The onset of chilly, damp weather is usually heralded by a cold. Sandra Grant explains how to minimise its miseries It starts with a tickle in the throat, then before you can lay in extra tissues you’re sneezing, have a runny nose and are feeling really under the weather. You have what doctors call an acute catarrhal inflammation of the respiratory tract, known as the common cold. Caused by a variety of viruses – which is why scientists have failed to come up with a cure – colds are highly contagious.
The good news is that daily practice of yoga strengthens the immune system, making it easier for your body to fight off infections, with pranayama (breathing) exercises especially helpful. And while there is no cure for a cold, there are plenty of ways in which you can minimise its length and severity. How yoga can help when the sniffles strike certain postures can help minimise the symptoms, but avoid very active asanas if you have a fever. If you’re feeling particularly bad, just lying in savasana, the corpse pose, and breathing deeply, will help. Cow pose – kneeling on your heels, sitting or standing – opens the chest. Raise one arm and let the hand drop down to your shoulder, grasping it with the other hand which is twisted behind and then up against your shoulder. Breathe deeply while in the pose. For another chest expanding exercise, stand upright and clasp hands behind your back, raising them as you exhale. The fish is helpful for all respiratory conditions. Lying on your back, arms by your side, you push down on your elbows, raising your chest as you arch your back. Particularly good for sore throats and getting rid of catarrh from your upper, respiratory tract, the lion posture, entails kneeling on your heels, then exhaling, mouth open, tongue stuck out, eyes widened.
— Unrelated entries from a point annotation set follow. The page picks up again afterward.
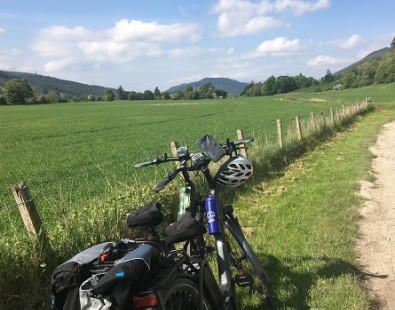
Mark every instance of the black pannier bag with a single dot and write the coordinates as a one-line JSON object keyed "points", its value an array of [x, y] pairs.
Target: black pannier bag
{"points": [[116, 286], [67, 278]]}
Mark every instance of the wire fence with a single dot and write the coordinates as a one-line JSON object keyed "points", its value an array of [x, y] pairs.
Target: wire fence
{"points": [[55, 195]]}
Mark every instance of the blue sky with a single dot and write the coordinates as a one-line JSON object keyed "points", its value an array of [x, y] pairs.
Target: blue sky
{"points": [[143, 44]]}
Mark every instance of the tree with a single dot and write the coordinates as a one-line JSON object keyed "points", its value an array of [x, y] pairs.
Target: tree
{"points": [[269, 87], [121, 94], [206, 90], [350, 79], [148, 95], [329, 76], [157, 93], [392, 46], [108, 94], [17, 91], [221, 93], [386, 70], [285, 84]]}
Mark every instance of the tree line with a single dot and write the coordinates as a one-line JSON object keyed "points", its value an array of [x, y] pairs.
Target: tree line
{"points": [[374, 71], [379, 71], [18, 91], [279, 85]]}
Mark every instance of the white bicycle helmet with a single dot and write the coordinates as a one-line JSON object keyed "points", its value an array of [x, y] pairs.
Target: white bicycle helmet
{"points": [[234, 172]]}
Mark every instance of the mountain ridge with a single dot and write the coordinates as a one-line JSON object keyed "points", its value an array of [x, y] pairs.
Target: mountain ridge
{"points": [[229, 85], [43, 84]]}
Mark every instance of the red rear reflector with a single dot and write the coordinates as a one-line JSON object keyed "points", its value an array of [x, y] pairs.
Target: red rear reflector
{"points": [[150, 300]]}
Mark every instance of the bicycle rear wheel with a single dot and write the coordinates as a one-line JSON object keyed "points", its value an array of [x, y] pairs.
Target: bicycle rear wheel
{"points": [[253, 287], [182, 294]]}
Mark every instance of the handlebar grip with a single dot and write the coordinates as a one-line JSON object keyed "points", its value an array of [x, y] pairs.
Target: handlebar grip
{"points": [[244, 141], [161, 185], [144, 164]]}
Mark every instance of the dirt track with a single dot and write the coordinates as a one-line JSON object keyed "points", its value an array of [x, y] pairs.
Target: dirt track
{"points": [[376, 244]]}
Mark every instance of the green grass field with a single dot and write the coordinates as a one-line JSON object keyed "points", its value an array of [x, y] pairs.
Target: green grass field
{"points": [[78, 162], [80, 150]]}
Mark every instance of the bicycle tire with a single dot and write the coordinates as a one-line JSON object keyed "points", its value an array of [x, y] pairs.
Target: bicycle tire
{"points": [[183, 293], [249, 275]]}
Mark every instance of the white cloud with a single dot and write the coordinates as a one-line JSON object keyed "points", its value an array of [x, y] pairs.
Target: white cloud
{"points": [[60, 41], [299, 7], [244, 17], [126, 41], [321, 60], [351, 42], [134, 30], [279, 46]]}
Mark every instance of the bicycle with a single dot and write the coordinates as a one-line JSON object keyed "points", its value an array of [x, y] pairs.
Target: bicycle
{"points": [[237, 263], [155, 274]]}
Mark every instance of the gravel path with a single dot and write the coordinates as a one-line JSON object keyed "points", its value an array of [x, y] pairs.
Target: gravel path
{"points": [[376, 245]]}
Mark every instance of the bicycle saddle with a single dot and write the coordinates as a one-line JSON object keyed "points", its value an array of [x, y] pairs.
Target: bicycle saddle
{"points": [[148, 216]]}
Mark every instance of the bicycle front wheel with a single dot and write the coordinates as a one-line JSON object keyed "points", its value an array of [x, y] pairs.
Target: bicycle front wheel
{"points": [[253, 287], [183, 294]]}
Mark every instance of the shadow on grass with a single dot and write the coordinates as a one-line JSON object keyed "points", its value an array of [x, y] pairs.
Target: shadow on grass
{"points": [[292, 288]]}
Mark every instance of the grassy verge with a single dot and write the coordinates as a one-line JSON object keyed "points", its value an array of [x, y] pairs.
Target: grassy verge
{"points": [[304, 226], [305, 222]]}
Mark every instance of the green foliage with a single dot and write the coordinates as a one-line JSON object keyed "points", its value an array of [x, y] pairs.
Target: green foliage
{"points": [[386, 69], [17, 91], [379, 70], [121, 94], [108, 95], [279, 85], [79, 167]]}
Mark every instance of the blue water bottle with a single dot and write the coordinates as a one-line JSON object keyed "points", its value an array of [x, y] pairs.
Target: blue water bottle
{"points": [[212, 216]]}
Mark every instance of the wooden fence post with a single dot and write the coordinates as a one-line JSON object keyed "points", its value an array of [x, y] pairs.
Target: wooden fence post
{"points": [[173, 148], [312, 121], [298, 131], [279, 134], [29, 213], [243, 148]]}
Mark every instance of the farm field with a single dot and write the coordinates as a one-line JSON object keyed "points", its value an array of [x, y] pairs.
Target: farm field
{"points": [[78, 161], [80, 150]]}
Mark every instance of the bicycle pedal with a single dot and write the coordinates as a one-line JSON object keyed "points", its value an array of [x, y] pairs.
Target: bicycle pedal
{"points": [[243, 280]]}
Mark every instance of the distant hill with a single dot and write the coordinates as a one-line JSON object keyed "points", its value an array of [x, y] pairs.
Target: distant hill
{"points": [[379, 54], [42, 84], [231, 86]]}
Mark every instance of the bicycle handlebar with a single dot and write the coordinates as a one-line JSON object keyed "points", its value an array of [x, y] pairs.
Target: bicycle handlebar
{"points": [[229, 147]]}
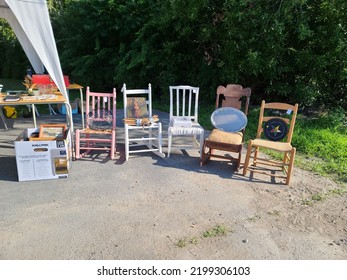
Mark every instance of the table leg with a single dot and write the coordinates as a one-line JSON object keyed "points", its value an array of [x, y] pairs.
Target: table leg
{"points": [[3, 118], [34, 114], [82, 109]]}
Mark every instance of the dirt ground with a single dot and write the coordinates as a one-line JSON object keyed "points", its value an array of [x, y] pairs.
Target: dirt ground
{"points": [[167, 208]]}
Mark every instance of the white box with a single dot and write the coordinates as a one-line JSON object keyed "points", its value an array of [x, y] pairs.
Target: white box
{"points": [[40, 160], [181, 122]]}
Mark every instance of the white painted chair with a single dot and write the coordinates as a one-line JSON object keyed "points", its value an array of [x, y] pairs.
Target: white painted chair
{"points": [[140, 137], [100, 131], [184, 104]]}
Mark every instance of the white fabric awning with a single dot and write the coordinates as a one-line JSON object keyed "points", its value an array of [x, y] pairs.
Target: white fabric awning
{"points": [[31, 23]]}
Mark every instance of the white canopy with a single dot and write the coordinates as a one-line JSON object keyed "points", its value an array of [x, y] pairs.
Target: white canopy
{"points": [[30, 21]]}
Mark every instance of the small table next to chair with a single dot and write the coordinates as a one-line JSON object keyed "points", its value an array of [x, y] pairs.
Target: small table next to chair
{"points": [[229, 119]]}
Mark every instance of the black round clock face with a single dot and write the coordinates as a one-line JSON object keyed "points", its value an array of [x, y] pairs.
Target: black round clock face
{"points": [[275, 129]]}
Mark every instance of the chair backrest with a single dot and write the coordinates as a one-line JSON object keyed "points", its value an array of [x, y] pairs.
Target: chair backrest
{"points": [[233, 96], [277, 121], [184, 102], [137, 102], [101, 110]]}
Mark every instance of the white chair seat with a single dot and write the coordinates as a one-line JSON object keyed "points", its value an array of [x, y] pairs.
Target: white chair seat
{"points": [[138, 138], [184, 104], [196, 129]]}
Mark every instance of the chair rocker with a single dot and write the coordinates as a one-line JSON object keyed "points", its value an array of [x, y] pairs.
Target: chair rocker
{"points": [[143, 131], [274, 133], [184, 104], [100, 131], [220, 141]]}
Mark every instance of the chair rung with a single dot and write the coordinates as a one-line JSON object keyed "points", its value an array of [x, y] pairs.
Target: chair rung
{"points": [[253, 169], [95, 148], [142, 139], [142, 151], [269, 162], [94, 140]]}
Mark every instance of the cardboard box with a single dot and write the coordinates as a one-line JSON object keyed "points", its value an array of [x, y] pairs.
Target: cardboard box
{"points": [[182, 122], [74, 108], [41, 160]]}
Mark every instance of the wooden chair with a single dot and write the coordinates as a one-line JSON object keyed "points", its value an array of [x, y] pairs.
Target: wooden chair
{"points": [[184, 104], [231, 142], [145, 133], [100, 131], [275, 131]]}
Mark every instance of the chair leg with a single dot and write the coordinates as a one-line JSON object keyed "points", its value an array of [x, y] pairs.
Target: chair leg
{"points": [[113, 144], [160, 140], [291, 165], [169, 144], [201, 142], [203, 157], [78, 155], [126, 132], [239, 159], [248, 155]]}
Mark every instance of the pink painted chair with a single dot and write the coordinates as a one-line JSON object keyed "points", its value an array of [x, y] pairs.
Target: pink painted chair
{"points": [[100, 131]]}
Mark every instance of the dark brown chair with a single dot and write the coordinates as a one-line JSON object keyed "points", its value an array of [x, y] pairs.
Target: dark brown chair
{"points": [[231, 142], [274, 133]]}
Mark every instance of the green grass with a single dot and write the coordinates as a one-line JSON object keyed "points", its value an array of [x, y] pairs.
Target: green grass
{"points": [[321, 141]]}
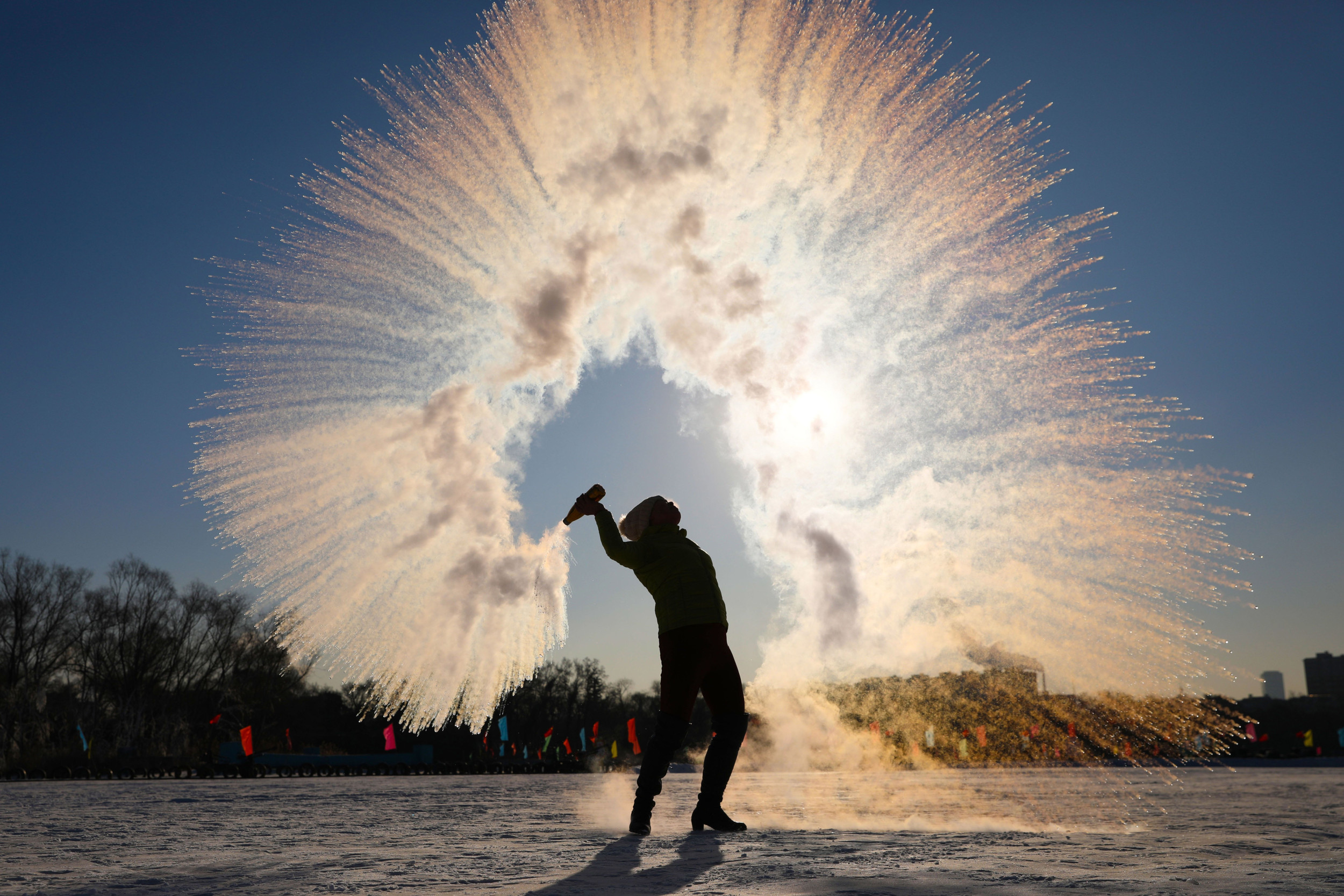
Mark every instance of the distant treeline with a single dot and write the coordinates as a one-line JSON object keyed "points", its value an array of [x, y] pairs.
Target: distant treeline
{"points": [[140, 669], [1000, 716]]}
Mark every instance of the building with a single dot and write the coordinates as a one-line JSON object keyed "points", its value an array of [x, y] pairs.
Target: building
{"points": [[1324, 675]]}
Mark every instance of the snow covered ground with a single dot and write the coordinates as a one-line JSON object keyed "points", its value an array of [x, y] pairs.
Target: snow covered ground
{"points": [[1250, 830]]}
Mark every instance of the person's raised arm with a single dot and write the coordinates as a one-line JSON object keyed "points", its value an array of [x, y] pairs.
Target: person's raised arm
{"points": [[628, 554]]}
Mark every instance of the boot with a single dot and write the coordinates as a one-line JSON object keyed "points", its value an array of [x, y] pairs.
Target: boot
{"points": [[657, 757], [719, 759]]}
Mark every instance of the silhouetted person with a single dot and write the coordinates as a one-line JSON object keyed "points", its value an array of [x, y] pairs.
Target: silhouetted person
{"points": [[694, 649]]}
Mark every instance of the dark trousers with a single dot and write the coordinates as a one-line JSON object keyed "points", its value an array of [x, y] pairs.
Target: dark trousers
{"points": [[695, 660]]}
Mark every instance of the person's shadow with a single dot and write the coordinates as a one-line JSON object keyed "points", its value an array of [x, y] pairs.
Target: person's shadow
{"points": [[613, 870]]}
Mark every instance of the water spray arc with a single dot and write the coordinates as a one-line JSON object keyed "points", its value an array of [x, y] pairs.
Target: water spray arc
{"points": [[791, 206]]}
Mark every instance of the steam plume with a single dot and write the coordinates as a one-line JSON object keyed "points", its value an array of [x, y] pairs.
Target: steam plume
{"points": [[799, 211]]}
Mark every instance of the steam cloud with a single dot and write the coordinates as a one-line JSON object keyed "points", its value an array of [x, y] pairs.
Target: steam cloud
{"points": [[797, 211]]}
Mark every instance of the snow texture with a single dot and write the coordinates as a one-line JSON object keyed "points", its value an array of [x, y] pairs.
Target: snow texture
{"points": [[1249, 830]]}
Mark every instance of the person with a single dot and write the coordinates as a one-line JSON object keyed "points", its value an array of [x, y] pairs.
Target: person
{"points": [[692, 647]]}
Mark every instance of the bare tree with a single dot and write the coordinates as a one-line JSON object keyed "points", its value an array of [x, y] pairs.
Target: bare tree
{"points": [[38, 607]]}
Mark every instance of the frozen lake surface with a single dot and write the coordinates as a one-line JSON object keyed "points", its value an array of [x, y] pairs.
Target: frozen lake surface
{"points": [[1250, 830]]}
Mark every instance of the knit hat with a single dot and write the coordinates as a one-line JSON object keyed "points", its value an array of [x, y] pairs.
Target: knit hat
{"points": [[633, 523]]}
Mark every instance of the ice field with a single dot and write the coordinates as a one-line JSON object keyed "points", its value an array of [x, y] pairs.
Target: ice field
{"points": [[1246, 830]]}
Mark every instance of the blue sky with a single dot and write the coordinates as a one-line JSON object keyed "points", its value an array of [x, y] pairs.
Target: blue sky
{"points": [[143, 138]]}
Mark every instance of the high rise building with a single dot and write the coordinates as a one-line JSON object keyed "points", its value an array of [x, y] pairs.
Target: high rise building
{"points": [[1324, 675]]}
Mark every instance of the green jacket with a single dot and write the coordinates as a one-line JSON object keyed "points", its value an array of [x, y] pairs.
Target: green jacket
{"points": [[674, 569]]}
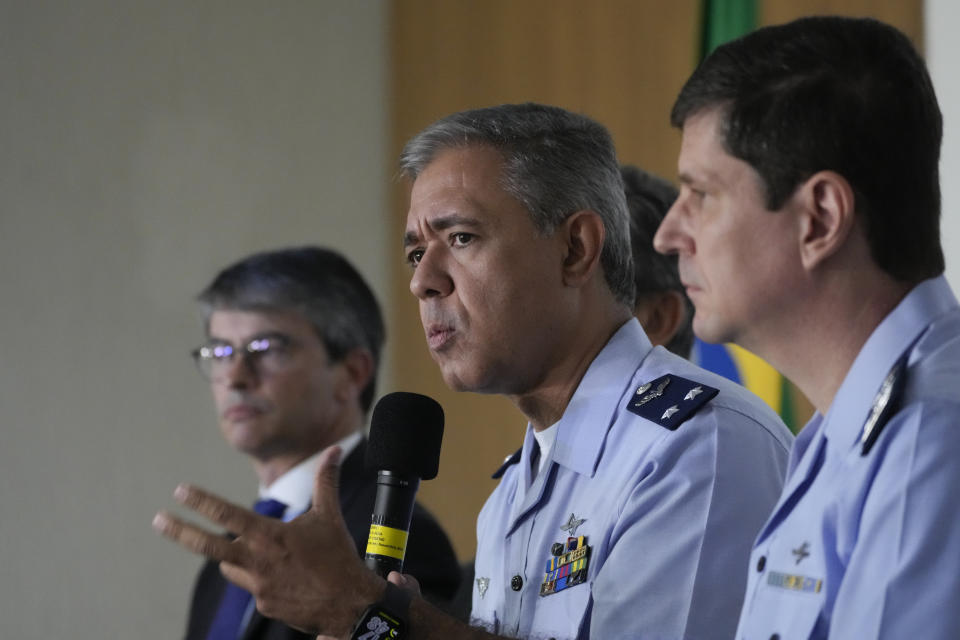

Most breathing exercises will help unblock a stuffed nose and expand your lungs. Try forced alternate nostril breathing. Place your thumb and middle finger either side of your nostrils, then breathe in through both nostrils at once and exhale sharply, using your abdominal muscles. Avoid diary products as they are mucous-producing, which is the last thing you need when you have a cold. You should also cut down on your sugar intake, along with spicy foods, yeast and chilled foods or drinks.
General good advice seems to be to stay warm and take plenty of liquids. A good old fashioned whisky with honey and lemon is just as likely to give anyone a good night’s sleep!